Our mooring is near the Sunshine Freight Dock – the Grand Central of Hope Town. Hope Town is the settlement on Elbow Cay, which is a small island & even though only 4 miles from Marsh Harbour, everything has to come over by boat, ferry or freight boat. As the freight boat arrives, dozens of little trucks, vans & even golf carts descend to load up in an orchestrated show. To supplement these daily deliveries, every one of the dozen daily ferry boats (on the left) bring an assortment of packages & boxes along with residents, visitors & workers.

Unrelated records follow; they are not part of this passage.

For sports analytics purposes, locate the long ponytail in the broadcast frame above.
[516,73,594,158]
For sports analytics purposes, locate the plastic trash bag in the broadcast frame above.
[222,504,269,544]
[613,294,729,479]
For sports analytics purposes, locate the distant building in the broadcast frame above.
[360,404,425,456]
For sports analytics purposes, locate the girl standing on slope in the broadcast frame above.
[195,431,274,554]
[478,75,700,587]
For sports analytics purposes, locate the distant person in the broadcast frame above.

Our “job” this year was Gene’s “Advance Crew”. His family & friends were arriving for a week to a rental villa. We (along with Maryella) helped with transport & pre-arrangements of boats & golf carts – paid with lots of laughs & perhaps a Pina Collada or two…

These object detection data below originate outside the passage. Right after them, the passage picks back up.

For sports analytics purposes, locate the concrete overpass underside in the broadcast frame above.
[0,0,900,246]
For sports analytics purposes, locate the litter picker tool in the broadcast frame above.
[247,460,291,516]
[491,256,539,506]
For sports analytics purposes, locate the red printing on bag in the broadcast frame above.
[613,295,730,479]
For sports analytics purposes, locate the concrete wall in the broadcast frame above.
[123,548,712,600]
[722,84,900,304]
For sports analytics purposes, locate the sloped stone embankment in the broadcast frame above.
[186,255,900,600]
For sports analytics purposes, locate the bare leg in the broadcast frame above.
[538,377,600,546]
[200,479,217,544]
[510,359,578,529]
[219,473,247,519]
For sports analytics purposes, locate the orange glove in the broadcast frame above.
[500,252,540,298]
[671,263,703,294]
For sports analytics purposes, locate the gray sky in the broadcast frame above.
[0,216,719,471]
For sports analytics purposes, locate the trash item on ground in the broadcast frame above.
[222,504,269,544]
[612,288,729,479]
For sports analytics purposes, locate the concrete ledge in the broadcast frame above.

Hard to drive by without taking more pictures.
As the winds really kicked up the ocean.
Back to reality aboard brought on our “usual” projects +1. The placement of the table posts had always bugged me – way too close for my big feet – so …. just move them!
Almost disaster in paradise … our generator began producing less & less voltage (108 volts instead of 120 volts). Even though our solar system is great, the sun is lower this time of the year along with cloudy days produce only 1/3 of our usual solar energy, so we really need our genset to work properly – especially as it’s the only way to power our watermaker. After a few e-mails with the genset manufacturer, the tech finally mentioned “did you try swapping out your capacitor?” What the heck – didn’t even know there was one. Very fortunately the previous owner had a spare one hidden away & replacing it took care of the problem. Next problem was with a worn-out exhaust blower (which helps keep the genset cool) – jerry-rigged with a different type of blower until we get back to the U.S.
Christmas Babka – Lori’s family’s tradition continued on through the years in our various homes & boats.

 

We’ll be using Hope Town as our base for the next few weeks. On the calm days we’ll head out to visit our favorite anchorages, make water with our watermaker & stop over at to Man-O-War Cay or Marsh Harbour for groceries. Around January 20th, we’ll begin to journey the 70 miles south to Spanish Wells, on the northern tip of Eleuthera.

Merry Christmas wishes to all & Happy New Year!